A proposal from Fiji, which is presiding over the talks, and last year’s host Morocco, said this should result in “greater confidence, courage and enhanced ambition”.
China, India and other emerging economies have made clear they will not accept any pressure on countries to ramp up their national targets, however.
“This should be a dialogue, not a negotiation,” said Xie Zhenhua, China’s top climate envoy said at a conference in Beijing this week. “The objective is for countries to share their best practices, raise their demands in fighting climate change, ultimately facilitate global support – especially from developed countries – for developing countries.”
Fiji is rebranding the 2018 event the “talanoa dialogue”, drawing on its Pacific island storytelling tradition. In doing so, it seeks to reassure delegates that the process will be non-confrontational, while also asserting its joint ownership with next year’s Polish presidency.
“We have used our island methodology in having dialogue in the design of what was known as the facilitative dialogue, but is now known I think by common consent as the talanoa dialogue,” said Khan.
“The value of the talanoa dialogue is that it’s inclusive, it’s participatory and it’s transparent. The value of the talanoa dialogue is that it follows a process of storytelling and at the end of the storytelling, you expect to build up relationships of trust and empathy, which then allows you to provide a platform for solutions for them collective good.”
Some are expected to argue that the event should result in specific pledges from countries to increase their efforts.

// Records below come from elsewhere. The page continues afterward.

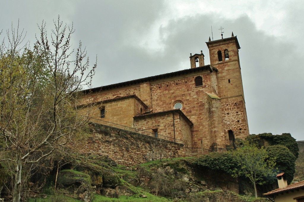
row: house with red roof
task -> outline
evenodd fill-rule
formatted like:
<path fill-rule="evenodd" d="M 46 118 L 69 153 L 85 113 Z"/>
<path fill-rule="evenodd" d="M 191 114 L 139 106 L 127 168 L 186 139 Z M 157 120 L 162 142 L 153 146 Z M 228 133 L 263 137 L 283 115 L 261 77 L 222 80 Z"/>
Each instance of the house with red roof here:
<path fill-rule="evenodd" d="M 304 180 L 287 185 L 284 173 L 277 175 L 279 188 L 263 194 L 275 202 L 304 202 Z"/>

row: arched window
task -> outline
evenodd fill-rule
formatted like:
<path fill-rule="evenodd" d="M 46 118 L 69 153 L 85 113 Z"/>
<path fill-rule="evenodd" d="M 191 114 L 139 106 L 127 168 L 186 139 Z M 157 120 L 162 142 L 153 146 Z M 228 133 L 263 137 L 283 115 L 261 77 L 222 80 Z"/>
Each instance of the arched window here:
<path fill-rule="evenodd" d="M 180 109 L 183 107 L 183 105 L 180 102 L 178 102 L 174 105 L 174 108 L 176 109 Z"/>
<path fill-rule="evenodd" d="M 222 57 L 222 51 L 217 51 L 217 57 L 219 58 L 219 61 L 223 61 L 223 58 Z"/>
<path fill-rule="evenodd" d="M 229 141 L 233 140 L 234 135 L 233 134 L 233 131 L 232 130 L 230 130 L 228 131 L 228 136 L 229 137 Z"/>
<path fill-rule="evenodd" d="M 224 52 L 225 54 L 225 60 L 229 60 L 229 53 L 228 53 L 228 50 L 227 49 L 225 49 L 224 51 Z"/>
<path fill-rule="evenodd" d="M 195 80 L 195 86 L 200 86 L 203 85 L 203 78 L 201 76 L 196 77 Z"/>

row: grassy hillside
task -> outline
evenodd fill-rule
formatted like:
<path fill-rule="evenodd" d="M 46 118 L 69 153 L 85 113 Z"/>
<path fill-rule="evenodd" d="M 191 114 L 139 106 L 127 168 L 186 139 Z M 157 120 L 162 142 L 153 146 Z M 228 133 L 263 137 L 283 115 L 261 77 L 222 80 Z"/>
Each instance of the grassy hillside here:
<path fill-rule="evenodd" d="M 294 181 L 304 180 L 304 141 L 297 141 L 299 147 L 299 157 L 295 161 Z"/>
<path fill-rule="evenodd" d="M 207 181 L 206 179 L 202 178 L 203 175 L 201 174 L 202 173 L 206 172 L 201 170 L 197 173 L 191 166 L 191 162 L 197 159 L 179 158 L 151 161 L 133 167 L 130 170 L 123 166 L 107 164 L 107 162 L 103 162 L 101 159 L 91 159 L 92 161 L 90 164 L 94 167 L 74 167 L 71 168 L 79 171 L 70 170 L 71 173 L 78 175 L 74 176 L 74 178 L 76 180 L 81 178 L 79 176 L 90 175 L 91 183 L 95 185 L 98 183 L 97 179 L 98 178 L 94 177 L 93 174 L 96 173 L 96 171 L 103 170 L 103 174 L 99 174 L 102 175 L 102 180 L 100 179 L 100 180 L 102 181 L 100 182 L 103 185 L 99 188 L 98 186 L 97 189 L 95 188 L 94 196 L 92 200 L 89 201 L 92 202 L 216 202 L 219 200 L 221 201 L 234 202 L 267 201 L 265 198 L 255 199 L 251 195 L 239 195 L 229 190 L 227 187 L 221 188 L 215 185 L 209 184 L 208 182 L 205 181 L 205 180 Z M 105 170 L 106 172 L 105 171 Z M 68 170 L 62 171 L 61 173 L 66 173 Z M 116 179 L 119 181 L 116 184 L 116 180 L 114 180 L 115 185 L 113 185 L 115 178 L 113 176 L 109 175 L 109 173 L 111 172 L 113 172 L 112 174 L 117 177 Z M 59 176 L 60 176 L 60 174 Z M 111 180 L 107 179 L 107 177 Z M 107 184 L 112 185 L 105 187 L 106 181 Z M 220 183 L 218 182 L 218 183 Z M 56 192 L 52 190 L 52 188 L 51 185 L 48 187 L 45 187 L 42 190 L 43 194 L 37 197 L 30 199 L 29 201 L 81 201 L 70 197 L 75 198 L 76 197 L 76 198 L 77 198 L 77 196 L 73 195 L 73 192 L 71 193 L 68 193 L 67 189 L 62 189 Z M 111 190 L 115 193 L 109 191 Z M 144 196 L 147 197 L 144 197 Z"/>

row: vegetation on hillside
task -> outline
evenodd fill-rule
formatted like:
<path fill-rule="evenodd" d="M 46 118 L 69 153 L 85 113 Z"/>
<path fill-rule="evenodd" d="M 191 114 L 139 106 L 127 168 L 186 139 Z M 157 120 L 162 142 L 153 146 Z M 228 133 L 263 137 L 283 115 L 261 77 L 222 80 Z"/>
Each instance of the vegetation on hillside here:
<path fill-rule="evenodd" d="M 46 159 L 77 152 L 77 146 L 67 146 L 81 144 L 89 120 L 80 115 L 77 99 L 96 63 L 90 66 L 81 43 L 72 57 L 72 26 L 59 17 L 54 23 L 50 35 L 43 22 L 32 49 L 22 46 L 19 27 L 8 31 L 0 44 L 0 162 L 10 175 L 2 183 L 14 202 Z"/>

South Africa’s minister of environmental affairs, Edna Molewa, said in a press release mid October after meeting with the EU’s ambassador: “we have … committed to clarifying the modalities for the 2018 facilitative dialogue aimed at increasing ambition in the pre-2020 and post-2020 years through the revisions on NDCs [national climate plans] where possible.”
But Scroll.in reported a group known as the like-minded developing countries is ready to fight any stipulation that the dialogue should raise ambition. The Fijian proposal is “not acceptable”, one anonymous Indian negotiator told the news outlet.
Another source from the like-minded group, which includes Saudi Arabia, Venezuela and Indonesia, told Scroll.in: “Countries did not agree to this process being intrusive. Parties did not mandate the Presidency to make it prescriptive. It is not supposed to tell us how to do things and what to do. It is to only help us understand each other’s contributions. Countries can voluntarily decide to increase their contributions at any time but cannot be coerced to do so.”
In Bonn, negotiators are also expected to make progress on the rulebook for implementing the Paris deal, to be finalised in 2018. This will guide how countries report, verify and monitor progress towards the Paris goals.
China wants this transparency framework to have “built-in flexibility” to accommodate the varying capabilities of countries at different development stages, particularly to reflect a distinction between industrialized nations and developing nations.
The EU and allies, while making some allowances for the difficulty poorer countries have in complying, are pushing for the rules to be as universal as possible.
Compromises in this area may be traded off against other priorities, for example the delivery of $100 billion a year climate finance promised by rich countries to the developing world.
At this month’s meeting, negotiators will put options on the table to be narrowed down towards final decisions next year. “In Bonn we do ‘addition’ to form a draft text that can reflect all parties’ stances, in 2018 we’ll negotiate based on that draft text and eliminate differences,” Xie explained.